Yemen Article

ACTED Yemen Celebrates World Bee Day

Despite its long history, the future of bee keeping in Yemen is uncertain. In the face of the country’s devastating four-year long civil conflict thousands of beekeepers have been forced to abandon their trade as they fled their homes. The domestic market for honey has also been decimated by the near total collapse of the Yemeni economy, pressuring many of those not directly affected by conflict to abandon production.

In celebrating May 20th as World Bee Day, ACTED Yemen is proud to highlight its support for Yemen’s beekeeping industry through the provision of bee keeping trainings and the distribution of beekeeping kits and colonies.

Nearly 10 million who are suffering from extreme levels of hunger
The economy has contracted by about 50 per cent since 2015
A beekeeping training underway in Ibb Governorate

Beekeeping has been a tradition in Yemen since the 10th century. Honey from Yemen’s bees is known to be some of the finest in the Arab world, and the quality of Yemeni honey is a point of pride for many. Before the war, there were robust domestic and international markets for Yemeni honey and it was a key component of Yemen’s agricultural sector, serving as a source of income for tens of thousands of individuals.
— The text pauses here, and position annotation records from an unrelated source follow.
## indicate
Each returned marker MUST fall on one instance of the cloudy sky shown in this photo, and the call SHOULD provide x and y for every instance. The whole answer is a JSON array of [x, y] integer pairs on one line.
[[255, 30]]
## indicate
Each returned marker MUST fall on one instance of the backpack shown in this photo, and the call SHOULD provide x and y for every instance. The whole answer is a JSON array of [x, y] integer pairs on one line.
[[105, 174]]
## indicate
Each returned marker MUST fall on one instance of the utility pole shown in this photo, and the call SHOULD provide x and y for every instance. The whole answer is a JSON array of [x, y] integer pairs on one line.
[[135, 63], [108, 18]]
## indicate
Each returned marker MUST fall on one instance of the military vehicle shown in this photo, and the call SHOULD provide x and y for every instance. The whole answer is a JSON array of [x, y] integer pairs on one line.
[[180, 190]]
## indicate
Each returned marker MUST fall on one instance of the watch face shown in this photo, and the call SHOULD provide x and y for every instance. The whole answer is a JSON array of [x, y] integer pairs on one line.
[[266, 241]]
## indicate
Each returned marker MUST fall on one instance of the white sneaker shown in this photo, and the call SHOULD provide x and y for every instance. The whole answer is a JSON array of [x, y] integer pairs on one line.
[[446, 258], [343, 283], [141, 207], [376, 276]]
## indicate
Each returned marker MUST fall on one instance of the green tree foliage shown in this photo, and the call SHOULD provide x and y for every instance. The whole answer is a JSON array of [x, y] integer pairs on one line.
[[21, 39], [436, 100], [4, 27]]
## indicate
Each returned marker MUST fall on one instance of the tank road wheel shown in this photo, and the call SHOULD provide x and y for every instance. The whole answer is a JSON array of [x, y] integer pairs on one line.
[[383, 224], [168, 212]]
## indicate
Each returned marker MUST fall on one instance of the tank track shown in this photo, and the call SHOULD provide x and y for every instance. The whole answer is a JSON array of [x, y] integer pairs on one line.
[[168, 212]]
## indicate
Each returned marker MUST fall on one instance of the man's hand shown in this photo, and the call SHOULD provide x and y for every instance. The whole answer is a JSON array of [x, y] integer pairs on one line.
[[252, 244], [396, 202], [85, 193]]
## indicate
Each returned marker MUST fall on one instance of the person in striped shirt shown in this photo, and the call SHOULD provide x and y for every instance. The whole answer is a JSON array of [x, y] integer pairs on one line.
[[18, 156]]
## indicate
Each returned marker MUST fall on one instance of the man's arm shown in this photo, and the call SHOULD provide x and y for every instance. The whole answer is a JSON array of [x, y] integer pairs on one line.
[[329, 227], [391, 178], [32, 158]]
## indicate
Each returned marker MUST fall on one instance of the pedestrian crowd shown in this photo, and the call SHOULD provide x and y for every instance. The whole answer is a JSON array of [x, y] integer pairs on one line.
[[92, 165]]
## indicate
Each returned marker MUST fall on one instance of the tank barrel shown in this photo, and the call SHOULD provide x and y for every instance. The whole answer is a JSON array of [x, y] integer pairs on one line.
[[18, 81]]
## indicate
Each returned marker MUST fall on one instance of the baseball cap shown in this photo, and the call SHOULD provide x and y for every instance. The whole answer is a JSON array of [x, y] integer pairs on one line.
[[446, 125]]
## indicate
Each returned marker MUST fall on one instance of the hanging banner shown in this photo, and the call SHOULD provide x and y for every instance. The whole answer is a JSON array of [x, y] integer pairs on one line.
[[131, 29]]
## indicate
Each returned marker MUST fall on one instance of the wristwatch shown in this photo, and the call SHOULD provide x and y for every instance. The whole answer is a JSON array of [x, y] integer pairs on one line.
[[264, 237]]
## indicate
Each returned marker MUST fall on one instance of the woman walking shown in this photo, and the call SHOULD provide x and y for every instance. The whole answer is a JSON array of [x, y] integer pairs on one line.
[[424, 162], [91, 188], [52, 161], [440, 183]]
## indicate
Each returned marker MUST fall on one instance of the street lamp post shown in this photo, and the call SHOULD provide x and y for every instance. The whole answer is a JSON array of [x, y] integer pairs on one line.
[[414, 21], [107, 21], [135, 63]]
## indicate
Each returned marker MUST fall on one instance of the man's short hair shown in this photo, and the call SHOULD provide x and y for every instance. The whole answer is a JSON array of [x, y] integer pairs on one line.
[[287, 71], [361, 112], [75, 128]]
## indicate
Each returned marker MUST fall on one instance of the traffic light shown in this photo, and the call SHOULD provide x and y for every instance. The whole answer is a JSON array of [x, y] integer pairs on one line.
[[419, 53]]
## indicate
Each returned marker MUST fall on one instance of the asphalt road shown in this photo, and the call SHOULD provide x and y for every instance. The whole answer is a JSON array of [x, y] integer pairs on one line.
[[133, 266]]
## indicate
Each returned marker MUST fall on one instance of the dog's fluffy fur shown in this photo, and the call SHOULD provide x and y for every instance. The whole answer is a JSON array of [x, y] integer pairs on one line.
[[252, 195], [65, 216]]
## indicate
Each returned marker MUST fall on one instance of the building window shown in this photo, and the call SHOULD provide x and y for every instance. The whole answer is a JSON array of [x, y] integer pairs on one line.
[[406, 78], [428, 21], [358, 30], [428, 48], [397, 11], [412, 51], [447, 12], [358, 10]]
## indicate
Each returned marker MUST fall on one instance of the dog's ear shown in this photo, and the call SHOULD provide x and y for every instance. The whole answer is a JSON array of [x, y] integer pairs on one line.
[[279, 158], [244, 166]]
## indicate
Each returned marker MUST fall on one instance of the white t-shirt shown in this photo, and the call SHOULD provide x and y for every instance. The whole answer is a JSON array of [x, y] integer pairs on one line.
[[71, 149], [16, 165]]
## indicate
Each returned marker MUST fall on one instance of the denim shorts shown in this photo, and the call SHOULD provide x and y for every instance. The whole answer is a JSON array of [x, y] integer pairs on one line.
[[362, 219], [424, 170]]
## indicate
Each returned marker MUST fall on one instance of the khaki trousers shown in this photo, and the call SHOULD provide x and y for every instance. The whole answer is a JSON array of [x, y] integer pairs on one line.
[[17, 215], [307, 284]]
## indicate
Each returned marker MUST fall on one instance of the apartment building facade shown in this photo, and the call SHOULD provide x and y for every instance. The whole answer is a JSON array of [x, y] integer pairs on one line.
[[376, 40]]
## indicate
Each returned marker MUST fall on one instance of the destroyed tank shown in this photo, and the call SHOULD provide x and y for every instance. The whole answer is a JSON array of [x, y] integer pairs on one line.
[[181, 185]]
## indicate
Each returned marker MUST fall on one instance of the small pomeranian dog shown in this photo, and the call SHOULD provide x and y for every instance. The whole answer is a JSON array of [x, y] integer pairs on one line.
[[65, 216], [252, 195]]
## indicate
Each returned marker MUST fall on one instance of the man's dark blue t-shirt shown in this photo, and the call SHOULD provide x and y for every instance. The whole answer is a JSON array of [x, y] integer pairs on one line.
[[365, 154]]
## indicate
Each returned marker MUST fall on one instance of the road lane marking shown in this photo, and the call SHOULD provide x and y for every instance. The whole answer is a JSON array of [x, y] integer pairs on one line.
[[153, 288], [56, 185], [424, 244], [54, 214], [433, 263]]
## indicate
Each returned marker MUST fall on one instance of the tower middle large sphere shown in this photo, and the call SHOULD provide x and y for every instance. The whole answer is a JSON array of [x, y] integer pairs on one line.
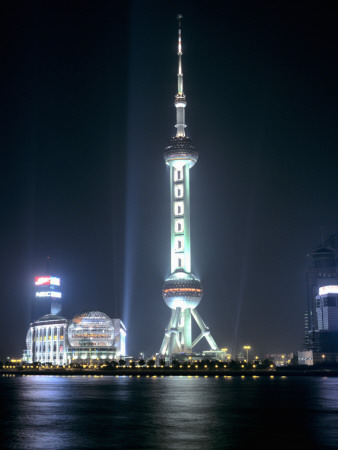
[[180, 148], [182, 290]]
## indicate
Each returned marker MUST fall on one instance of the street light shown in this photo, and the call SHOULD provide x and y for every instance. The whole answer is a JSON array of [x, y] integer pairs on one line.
[[247, 348]]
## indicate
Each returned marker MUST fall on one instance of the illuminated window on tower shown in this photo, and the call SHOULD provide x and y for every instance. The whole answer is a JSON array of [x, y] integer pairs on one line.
[[179, 226], [178, 175], [178, 208]]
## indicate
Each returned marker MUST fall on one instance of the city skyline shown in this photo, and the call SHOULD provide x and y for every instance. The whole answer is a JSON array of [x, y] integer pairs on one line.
[[84, 122]]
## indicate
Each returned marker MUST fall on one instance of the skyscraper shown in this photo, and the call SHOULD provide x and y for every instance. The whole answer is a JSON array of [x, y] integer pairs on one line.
[[182, 291], [321, 317]]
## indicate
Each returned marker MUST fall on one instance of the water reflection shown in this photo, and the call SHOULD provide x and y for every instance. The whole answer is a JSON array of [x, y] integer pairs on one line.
[[168, 413]]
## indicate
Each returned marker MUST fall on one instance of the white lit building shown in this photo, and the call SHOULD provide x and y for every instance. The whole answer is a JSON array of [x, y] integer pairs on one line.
[[90, 336]]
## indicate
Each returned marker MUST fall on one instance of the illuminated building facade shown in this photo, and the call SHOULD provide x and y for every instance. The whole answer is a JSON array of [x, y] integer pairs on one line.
[[182, 291], [93, 336], [47, 296], [89, 337], [321, 317]]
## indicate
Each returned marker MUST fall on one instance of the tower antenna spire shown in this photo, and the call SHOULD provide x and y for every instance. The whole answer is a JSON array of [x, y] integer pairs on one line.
[[180, 102]]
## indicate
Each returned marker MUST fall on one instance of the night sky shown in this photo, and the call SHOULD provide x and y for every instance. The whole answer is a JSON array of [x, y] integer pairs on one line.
[[87, 109]]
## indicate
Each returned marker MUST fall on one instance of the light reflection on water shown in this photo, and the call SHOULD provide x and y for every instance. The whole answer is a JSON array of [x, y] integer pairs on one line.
[[168, 413]]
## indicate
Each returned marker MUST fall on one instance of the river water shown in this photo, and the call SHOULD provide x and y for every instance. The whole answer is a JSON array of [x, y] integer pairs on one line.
[[81, 412]]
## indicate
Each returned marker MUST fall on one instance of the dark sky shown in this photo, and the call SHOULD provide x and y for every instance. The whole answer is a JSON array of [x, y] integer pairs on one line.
[[87, 109]]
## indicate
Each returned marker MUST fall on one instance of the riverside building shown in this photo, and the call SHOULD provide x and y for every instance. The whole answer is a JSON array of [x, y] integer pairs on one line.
[[91, 336], [321, 317]]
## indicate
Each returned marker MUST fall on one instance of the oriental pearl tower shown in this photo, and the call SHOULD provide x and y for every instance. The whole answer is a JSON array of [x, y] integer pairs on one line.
[[182, 291]]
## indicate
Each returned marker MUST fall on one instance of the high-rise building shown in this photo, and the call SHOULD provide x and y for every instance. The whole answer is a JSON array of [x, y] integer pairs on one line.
[[182, 291], [321, 317]]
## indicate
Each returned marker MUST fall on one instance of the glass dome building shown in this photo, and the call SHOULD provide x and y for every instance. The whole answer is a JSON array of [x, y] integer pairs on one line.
[[89, 337]]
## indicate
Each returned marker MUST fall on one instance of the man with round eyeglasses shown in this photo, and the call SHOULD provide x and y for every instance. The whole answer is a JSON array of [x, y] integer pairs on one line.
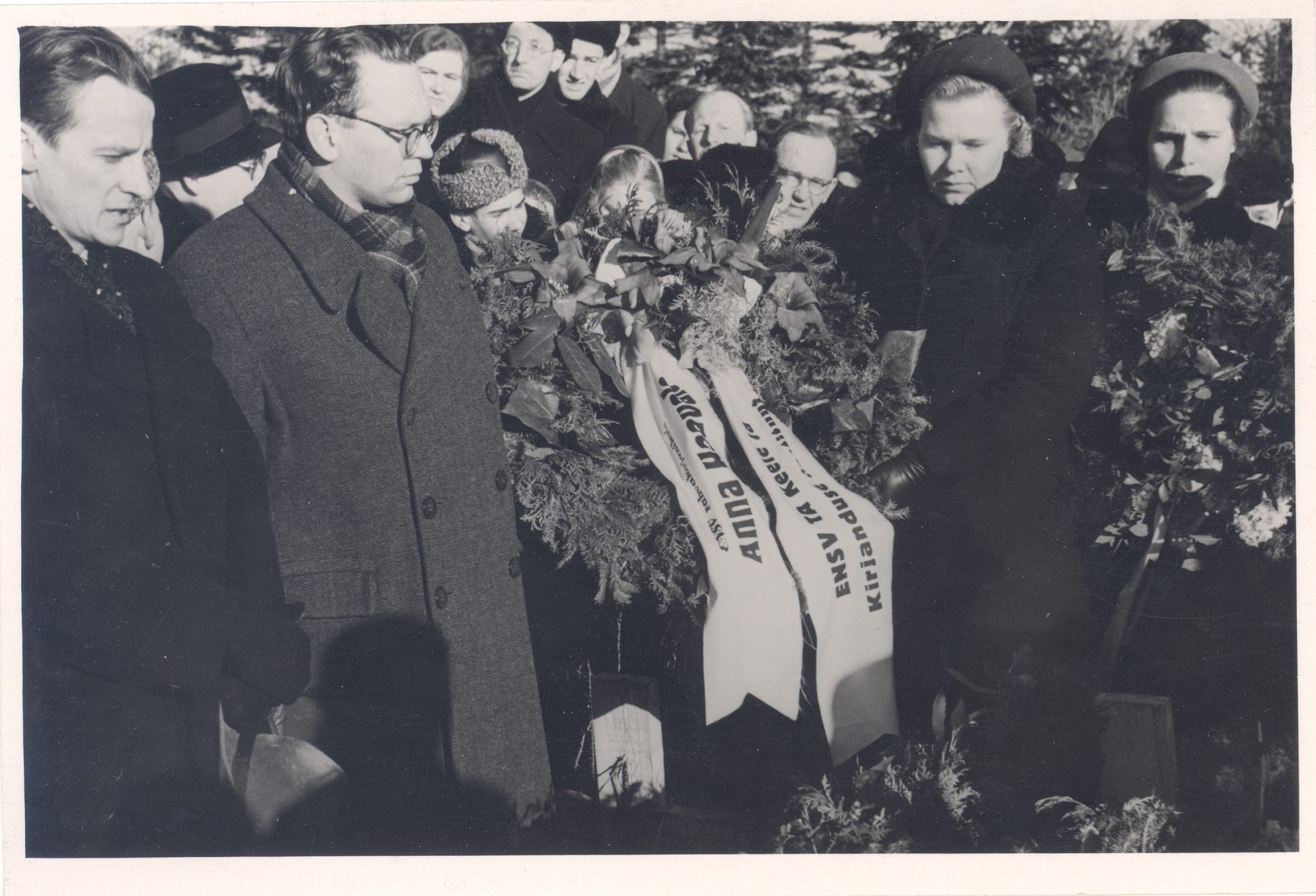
[[806, 170], [345, 322], [560, 149]]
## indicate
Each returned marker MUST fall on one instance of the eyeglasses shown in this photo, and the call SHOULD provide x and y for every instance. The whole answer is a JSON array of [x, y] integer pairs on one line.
[[535, 49], [253, 166], [793, 179], [410, 139]]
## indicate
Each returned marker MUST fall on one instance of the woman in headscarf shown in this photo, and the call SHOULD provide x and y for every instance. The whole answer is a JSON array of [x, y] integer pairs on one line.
[[991, 285], [445, 66]]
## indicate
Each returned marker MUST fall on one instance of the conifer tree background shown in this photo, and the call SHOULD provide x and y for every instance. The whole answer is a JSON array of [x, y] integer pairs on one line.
[[841, 74]]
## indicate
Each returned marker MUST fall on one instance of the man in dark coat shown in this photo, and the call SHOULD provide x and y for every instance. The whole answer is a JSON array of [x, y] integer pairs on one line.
[[804, 166], [577, 86], [346, 326], [150, 590], [560, 149], [637, 104]]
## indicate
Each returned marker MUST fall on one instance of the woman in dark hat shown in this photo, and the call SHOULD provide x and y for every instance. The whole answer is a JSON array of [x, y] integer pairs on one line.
[[991, 281], [445, 66], [1187, 115]]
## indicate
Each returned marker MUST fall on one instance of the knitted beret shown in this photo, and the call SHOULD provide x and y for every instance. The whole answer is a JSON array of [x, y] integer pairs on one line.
[[484, 183], [984, 57], [1212, 63], [605, 34]]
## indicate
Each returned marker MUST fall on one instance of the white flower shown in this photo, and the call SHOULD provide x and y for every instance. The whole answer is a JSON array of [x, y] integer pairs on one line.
[[1258, 525], [1202, 455], [1167, 333]]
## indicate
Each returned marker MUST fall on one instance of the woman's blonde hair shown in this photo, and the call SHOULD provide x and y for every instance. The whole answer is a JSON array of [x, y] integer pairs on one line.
[[624, 163], [954, 87]]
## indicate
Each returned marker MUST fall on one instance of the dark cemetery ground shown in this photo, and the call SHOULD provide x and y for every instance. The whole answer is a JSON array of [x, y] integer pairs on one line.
[[1227, 666]]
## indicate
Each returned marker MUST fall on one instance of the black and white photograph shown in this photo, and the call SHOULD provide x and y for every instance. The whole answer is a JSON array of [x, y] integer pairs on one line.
[[438, 437]]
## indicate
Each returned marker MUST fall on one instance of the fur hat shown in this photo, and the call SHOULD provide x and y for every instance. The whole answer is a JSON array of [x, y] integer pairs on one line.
[[483, 183]]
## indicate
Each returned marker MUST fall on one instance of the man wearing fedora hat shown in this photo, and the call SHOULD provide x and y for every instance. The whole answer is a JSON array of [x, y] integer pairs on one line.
[[211, 150]]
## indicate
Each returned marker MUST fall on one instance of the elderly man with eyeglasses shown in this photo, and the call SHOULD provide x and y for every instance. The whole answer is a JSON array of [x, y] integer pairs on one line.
[[345, 324], [561, 150], [806, 170]]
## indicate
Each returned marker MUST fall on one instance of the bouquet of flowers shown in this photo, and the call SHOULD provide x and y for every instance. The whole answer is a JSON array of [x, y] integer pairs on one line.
[[581, 476], [1206, 403]]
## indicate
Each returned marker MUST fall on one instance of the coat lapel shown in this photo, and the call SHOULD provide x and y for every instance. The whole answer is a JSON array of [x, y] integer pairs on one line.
[[336, 268], [445, 316]]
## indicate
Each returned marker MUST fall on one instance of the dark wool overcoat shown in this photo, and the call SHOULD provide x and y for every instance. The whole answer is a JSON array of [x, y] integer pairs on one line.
[[391, 500], [594, 110], [644, 110], [146, 550], [560, 149], [1009, 289]]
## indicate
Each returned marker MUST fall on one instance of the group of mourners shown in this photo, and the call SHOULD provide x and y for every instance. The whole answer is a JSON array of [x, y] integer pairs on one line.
[[264, 476]]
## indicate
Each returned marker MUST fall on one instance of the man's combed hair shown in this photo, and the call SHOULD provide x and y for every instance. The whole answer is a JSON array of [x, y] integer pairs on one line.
[[806, 130], [56, 62], [957, 86], [746, 112], [319, 73]]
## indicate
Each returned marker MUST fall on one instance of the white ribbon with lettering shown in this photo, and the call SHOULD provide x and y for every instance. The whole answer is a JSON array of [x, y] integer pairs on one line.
[[840, 548], [753, 642]]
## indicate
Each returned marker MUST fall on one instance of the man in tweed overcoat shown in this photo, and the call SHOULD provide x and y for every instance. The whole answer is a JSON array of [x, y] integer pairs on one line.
[[349, 333]]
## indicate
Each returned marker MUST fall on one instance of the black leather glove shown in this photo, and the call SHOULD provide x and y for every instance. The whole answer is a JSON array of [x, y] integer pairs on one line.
[[898, 479], [272, 655]]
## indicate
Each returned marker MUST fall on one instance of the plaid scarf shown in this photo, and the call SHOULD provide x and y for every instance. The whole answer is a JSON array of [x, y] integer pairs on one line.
[[393, 237]]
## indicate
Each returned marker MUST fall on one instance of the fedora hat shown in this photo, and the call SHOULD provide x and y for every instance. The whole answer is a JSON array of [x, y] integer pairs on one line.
[[203, 123]]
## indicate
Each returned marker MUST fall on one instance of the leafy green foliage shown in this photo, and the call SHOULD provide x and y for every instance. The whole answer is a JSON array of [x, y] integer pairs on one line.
[[915, 802], [1204, 399], [711, 295], [1140, 825]]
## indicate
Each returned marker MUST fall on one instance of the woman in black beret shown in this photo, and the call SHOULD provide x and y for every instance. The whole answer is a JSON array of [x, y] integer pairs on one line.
[[990, 281], [1188, 114]]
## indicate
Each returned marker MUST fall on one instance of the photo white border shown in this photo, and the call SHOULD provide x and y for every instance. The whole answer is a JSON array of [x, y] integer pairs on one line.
[[662, 876]]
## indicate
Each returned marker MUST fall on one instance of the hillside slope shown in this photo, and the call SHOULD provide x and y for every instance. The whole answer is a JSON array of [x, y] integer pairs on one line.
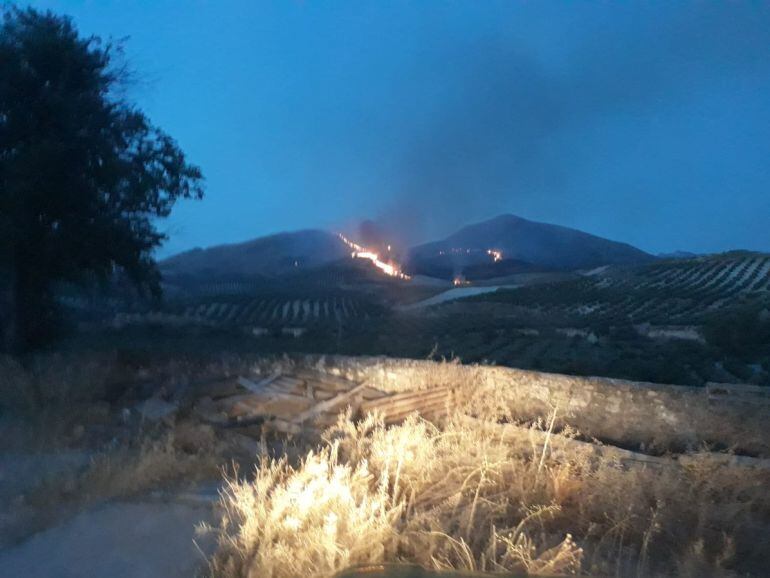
[[540, 244], [263, 257]]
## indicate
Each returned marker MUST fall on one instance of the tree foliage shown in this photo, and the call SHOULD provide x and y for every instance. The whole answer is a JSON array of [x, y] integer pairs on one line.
[[84, 175]]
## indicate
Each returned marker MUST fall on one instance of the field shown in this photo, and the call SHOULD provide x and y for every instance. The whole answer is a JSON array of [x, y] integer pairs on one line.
[[524, 472], [690, 321]]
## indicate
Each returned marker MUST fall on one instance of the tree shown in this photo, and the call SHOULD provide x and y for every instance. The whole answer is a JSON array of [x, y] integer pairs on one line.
[[84, 175]]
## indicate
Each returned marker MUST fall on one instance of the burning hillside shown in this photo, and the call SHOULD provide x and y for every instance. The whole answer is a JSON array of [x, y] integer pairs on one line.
[[389, 267]]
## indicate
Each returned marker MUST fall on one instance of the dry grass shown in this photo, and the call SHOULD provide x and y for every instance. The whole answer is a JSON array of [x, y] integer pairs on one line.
[[457, 498]]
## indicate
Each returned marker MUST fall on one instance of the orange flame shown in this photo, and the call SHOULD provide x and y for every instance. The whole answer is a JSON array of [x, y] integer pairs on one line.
[[495, 254], [359, 252]]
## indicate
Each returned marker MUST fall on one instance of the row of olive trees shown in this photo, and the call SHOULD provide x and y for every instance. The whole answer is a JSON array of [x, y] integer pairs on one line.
[[84, 175]]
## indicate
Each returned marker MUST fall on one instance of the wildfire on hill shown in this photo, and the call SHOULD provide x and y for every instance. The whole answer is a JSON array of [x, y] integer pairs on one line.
[[496, 254], [389, 267]]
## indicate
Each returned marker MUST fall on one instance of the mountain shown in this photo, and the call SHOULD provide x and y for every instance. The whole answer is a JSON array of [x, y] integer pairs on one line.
[[543, 246], [678, 255], [259, 258]]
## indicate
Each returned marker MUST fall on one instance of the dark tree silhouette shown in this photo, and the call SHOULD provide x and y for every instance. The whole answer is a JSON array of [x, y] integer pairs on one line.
[[84, 175]]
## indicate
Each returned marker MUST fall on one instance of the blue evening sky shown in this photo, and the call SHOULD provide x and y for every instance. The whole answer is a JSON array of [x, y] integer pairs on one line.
[[642, 122]]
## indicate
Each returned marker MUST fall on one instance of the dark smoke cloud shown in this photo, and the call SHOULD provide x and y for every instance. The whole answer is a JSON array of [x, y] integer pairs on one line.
[[495, 137]]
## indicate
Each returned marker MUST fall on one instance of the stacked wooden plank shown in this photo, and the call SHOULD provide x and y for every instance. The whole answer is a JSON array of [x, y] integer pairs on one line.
[[430, 404], [310, 400]]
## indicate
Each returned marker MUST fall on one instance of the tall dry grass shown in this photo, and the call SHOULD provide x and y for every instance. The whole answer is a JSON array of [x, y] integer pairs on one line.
[[456, 498]]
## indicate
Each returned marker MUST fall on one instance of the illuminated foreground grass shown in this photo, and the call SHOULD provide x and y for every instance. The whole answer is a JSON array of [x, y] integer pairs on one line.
[[454, 498]]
Although often overlooked, it is difficult to overstate how important bees are to the world’s ecology and economy. Bees are critical to the wellbeing of global biodiversity and agriculture. In Yemen, where war has exposed millions of people to the risk of starvation, bees and beekeeping are helping to support agriculture and sustain the livelihoods of farmers throughout the country.

Most beekeepers still active in Yemen rely on traditional methods which make their yields extremely vulnerable to environmental factors. All of this, compounded with the global threats of climate change and colony collapse disorder, make earning a living as a bee keeper in Yemen extremely difficult.

ACTED is working in the Ibb and Al Dhale’e governorates, the heartlands of Yemen’s beekeeping industry, to protect and advance beekeeping strategies and beekeepers’ incomes. ACTED is giving farmers hives and materials needed to jump-start new colonies, and providing new and inexperienced keepers multiple trainings in modern beekeeping methods and science. By combining improved knowledge with beekeeping kits, ACTED is working to support beekeepers, their families, and their communities to develop sustainable livelihood activities while benefiting the local environment.

Using beekeeping to provide income generation to Yemeni people may seem to be a low priority in the face of the countless issues facing the country at first glance, but this couldn’t be further from the truth. Yemen’s bees are critical to its economy and ecology in countless ways, and promoting the health of Yemen’s bees is essential in mitigating the humanitarian crisis and speeding its sustainable recovery after the war ends. ACTED is proud to be working to help maintain and modernize this centuries-old tradition, and hopes that World Bee Day 2019 serves as a reminder of how import bees are to those in need around the world.